Schöne Facetten eines geschundenen Landes

Initiative „BuildUp“ zeigt Werke afghanischer Künstlerinnen und Künstler in der Kelsterbacher Bibliothek

Selbstbewusste Frauen in kräftigen Farben zeigen die Bilder in der Stadt- und Schulbibliothek. Dina Sadaat (Mitte) und Laila Nuri (rechts) freuen sich, die Werke von Arghawan Rawak ausstellen zu dürfen. (Foto: Koslowski)

Kelsterbach (rko). Afghanische Frauen mit buntem Kopfschmuck, Frauen, die sich entkleiden, eine Frau, nur zur Hälfte mit einer hellblauen Burka bedeckt – solche ausdrucksstarken Bilder sind Teil der Ausstellung, welche die Initiative „BuildUp“ aktuell in der Stadt- und Schulbibliothek unter dem Titel „Geheimnisse aus dem Land der Drachenläufer“ präsentiert. 

Dort sind zudem Fotografien und digitales Artwork zu bestaunen.

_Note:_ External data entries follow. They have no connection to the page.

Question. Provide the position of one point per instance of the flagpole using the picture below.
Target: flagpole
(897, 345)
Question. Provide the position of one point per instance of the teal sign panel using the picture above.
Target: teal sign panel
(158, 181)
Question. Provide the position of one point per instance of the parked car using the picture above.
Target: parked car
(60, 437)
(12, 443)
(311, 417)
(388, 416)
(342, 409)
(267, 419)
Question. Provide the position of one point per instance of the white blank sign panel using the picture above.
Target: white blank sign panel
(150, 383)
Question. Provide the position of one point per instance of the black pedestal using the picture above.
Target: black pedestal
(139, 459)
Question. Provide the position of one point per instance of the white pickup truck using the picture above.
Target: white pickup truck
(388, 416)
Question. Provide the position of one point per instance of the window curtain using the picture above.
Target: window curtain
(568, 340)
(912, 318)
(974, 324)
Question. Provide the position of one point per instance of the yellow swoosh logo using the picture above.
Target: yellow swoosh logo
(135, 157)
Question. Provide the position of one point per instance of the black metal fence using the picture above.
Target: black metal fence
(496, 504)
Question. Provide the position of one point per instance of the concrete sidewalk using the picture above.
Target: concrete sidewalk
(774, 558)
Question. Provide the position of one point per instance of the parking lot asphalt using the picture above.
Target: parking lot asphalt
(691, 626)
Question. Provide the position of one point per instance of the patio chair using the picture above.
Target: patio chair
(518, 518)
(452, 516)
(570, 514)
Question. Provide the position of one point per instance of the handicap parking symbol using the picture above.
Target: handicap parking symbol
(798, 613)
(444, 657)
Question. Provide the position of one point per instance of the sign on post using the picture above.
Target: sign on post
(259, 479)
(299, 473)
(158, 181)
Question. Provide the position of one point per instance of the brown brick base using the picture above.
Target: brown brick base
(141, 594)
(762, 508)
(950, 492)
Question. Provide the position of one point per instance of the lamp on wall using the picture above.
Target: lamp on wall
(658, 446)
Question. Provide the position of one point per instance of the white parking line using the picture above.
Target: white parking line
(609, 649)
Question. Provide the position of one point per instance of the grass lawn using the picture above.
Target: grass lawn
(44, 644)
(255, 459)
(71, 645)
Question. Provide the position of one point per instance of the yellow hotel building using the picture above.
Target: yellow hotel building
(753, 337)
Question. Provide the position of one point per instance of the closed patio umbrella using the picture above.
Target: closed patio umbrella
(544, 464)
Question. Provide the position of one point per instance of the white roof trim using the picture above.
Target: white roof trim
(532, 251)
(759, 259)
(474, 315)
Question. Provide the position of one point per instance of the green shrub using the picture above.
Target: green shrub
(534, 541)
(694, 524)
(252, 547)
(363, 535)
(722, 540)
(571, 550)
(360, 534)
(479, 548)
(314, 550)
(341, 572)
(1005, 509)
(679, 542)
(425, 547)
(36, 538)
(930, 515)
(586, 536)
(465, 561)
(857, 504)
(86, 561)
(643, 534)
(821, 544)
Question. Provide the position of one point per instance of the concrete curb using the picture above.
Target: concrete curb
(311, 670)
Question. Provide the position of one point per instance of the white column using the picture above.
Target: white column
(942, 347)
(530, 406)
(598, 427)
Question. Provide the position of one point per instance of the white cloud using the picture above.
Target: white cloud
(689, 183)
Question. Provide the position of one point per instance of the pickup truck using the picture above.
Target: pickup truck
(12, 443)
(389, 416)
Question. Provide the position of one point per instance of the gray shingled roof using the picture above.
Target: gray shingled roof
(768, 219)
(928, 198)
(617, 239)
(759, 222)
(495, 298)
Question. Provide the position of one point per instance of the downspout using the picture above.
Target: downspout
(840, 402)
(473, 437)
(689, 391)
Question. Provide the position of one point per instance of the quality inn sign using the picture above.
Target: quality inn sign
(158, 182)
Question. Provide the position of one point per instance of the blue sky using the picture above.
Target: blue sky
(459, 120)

Auch sie zeigen Frauen, aber auch Landschaftsaufnahmen und Menschen, die Vieh vor sich hertreiben. Ihnen allen gemein ist, dass sie Afghanistan sowie das Leben und die Natur des Landes vorstellen. Die gemalten Bilder stammen von Arghawan Rawik, die vor zwei Jahren wegen der Taliban aus Afghanistan geflohen ist und nun in Schweden lebt. Die taubstumme Künstlerin war die einzige der Kunstschaffenden, die bei der Vernissage in der Bibliothek anwesend war. Die übrigen zehn Künstler und Fotografen waren entweder in Afghanistan oder in Deutschland unterwegs. 

Verein möchte auch in Deutschland Hilfe zur Selbsthilfe anbieten

Die Initiative „BuildUp“ stehe kurz vor der Vereinsgründung, berichtete die Vorsitzende Laila Nuri, Lehrerin an der Integrierten Ganztagsschule Kelsterbach. Sie selbst war mit ihrer Familie im Jahr 2000 vor den islamistischen Kämpfern aus Afghanistan geflüchtet. Der Verein möchte in Entwicklungsländern die Bildung fördern aber auch in Deutschland geflüchteten Menschen Hilfe zur Selbsthilfe anbieten. 16 der aktuell 17 Mitglieder haben afghanische Wurzeln. Derzeit fokussiere sich die Hilfe auf Afghanistan. Jüngst wurden über die Initiative Schultüten für erste Klassen an Grundschulen in Afghanistan gespendet. BuildUp finanziert sich seinerseits über Spenden. 
Die Ausstellung kam über Kontakte mit Ramona Wiechmann von der Stadt- und Schulbibliothek zustande. Arghawan Rawak ist die Cousine der Co-Vorsitzenden Dina Sadaat. Sie hat bereits im Alter von zwei Jahren mit dem Malen angefangen. Die von Geburt an taubstumme Frau wolle mit ihren Bildern ihre innere Welt beschreiben, berichtete Sadaat. Bilder mit abgehängter Burka würden ein selbstbestimmtes Leben der Frauen in Afghanistan einfordern. Viele ihrer Bilder hatte sie auf der Flucht aus ihrem Heimatland mitgenommen. 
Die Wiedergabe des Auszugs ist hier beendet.